Пять ровных стежков ложатся быстро. Морис быстро завязывает леску, мысленно матерясь на то, что она не хочет вязаться. Обрезает бритвой лишнее. Опять обрабатывает, теперь уже мазью от воспалений и накладываеет поверх бинтовый тампон. Приклеивает лейкопластырями.
Рука подбадривающе хлопает Эмиля Кортеза по плечу.
— Молодец. Закончили. Кофе готов, сейчас налью.
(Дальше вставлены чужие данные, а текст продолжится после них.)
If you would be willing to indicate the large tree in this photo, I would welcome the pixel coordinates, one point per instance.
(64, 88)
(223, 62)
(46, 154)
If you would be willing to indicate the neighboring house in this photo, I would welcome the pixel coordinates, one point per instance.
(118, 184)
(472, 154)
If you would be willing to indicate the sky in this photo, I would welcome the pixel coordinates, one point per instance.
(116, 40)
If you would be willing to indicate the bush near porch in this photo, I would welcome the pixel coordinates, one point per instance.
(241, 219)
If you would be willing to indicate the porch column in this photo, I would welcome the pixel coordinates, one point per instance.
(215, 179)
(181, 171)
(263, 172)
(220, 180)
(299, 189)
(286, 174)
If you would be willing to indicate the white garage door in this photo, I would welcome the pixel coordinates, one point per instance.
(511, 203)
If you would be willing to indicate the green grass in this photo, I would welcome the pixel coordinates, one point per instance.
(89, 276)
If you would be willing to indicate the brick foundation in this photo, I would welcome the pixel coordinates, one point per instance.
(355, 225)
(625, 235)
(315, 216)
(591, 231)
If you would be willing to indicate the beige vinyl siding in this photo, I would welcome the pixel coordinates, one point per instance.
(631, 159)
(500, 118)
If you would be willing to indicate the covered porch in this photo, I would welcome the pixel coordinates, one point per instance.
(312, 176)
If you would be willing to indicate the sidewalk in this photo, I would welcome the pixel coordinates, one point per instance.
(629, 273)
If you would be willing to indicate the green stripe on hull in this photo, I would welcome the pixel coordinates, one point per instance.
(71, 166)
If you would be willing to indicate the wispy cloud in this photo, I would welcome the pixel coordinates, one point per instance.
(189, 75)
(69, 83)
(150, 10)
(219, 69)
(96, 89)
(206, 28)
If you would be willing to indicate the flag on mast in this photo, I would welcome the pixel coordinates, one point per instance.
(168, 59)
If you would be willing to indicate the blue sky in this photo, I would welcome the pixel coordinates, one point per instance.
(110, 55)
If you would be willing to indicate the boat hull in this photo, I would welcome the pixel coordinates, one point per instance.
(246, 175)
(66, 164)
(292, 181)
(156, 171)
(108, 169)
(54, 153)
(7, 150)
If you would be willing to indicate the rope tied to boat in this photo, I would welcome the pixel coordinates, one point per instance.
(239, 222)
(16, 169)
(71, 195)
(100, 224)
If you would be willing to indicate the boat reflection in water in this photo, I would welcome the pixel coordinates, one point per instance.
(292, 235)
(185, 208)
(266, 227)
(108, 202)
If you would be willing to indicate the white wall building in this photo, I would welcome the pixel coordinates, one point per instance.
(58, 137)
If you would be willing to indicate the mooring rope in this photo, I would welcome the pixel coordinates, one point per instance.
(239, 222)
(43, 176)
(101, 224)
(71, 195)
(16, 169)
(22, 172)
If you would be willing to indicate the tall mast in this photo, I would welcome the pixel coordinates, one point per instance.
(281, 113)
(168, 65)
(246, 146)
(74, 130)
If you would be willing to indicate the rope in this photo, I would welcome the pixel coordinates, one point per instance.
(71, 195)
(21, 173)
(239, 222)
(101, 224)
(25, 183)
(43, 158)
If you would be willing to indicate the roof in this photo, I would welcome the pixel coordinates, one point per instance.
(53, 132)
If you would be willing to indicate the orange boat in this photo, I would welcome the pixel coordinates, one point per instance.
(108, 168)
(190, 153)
Кружки наполняются ораматным напитком быстро. Маккензи с опозданием осознает, что его просили обычный кофе, а не то варево, что он обычно ваяет... Увы, есть то, что есть. Если Эмиль Кортез не захочет — пить не будет.
Сев напротив и дует в свою чашку, остужая.
—У тебя есть где ночевать? К кому пойти? Отэль, вещи, квартира?— на полном серьезе интересуется он. —Рассечение не глубокое, было бы глубже, вряд ли ты бы сидел. Но... Мой отец сказал бы что за тобой надо понаблюдать. Вдруг температура, головокружение, или еще чего. Боли... Надо проконтролировать.
Морис смотрит на мужчину внимательно, пытаясь сообразить, правильно ли его поняли? Верно ли?
Собственное, едва оформившееся в слова предложение удивляет самого себя. Но в конце-концов Маккензи не самообманывается. Он бы переживал, выставляя сейчас иностранца за дверь. Он бы не простил себе, если бы после всего произошедшего, этот человек свалился где-то на полпути, или с температурой... Или еще чего.
—Я спрашиваю абсолютно серьезно, Эмиль.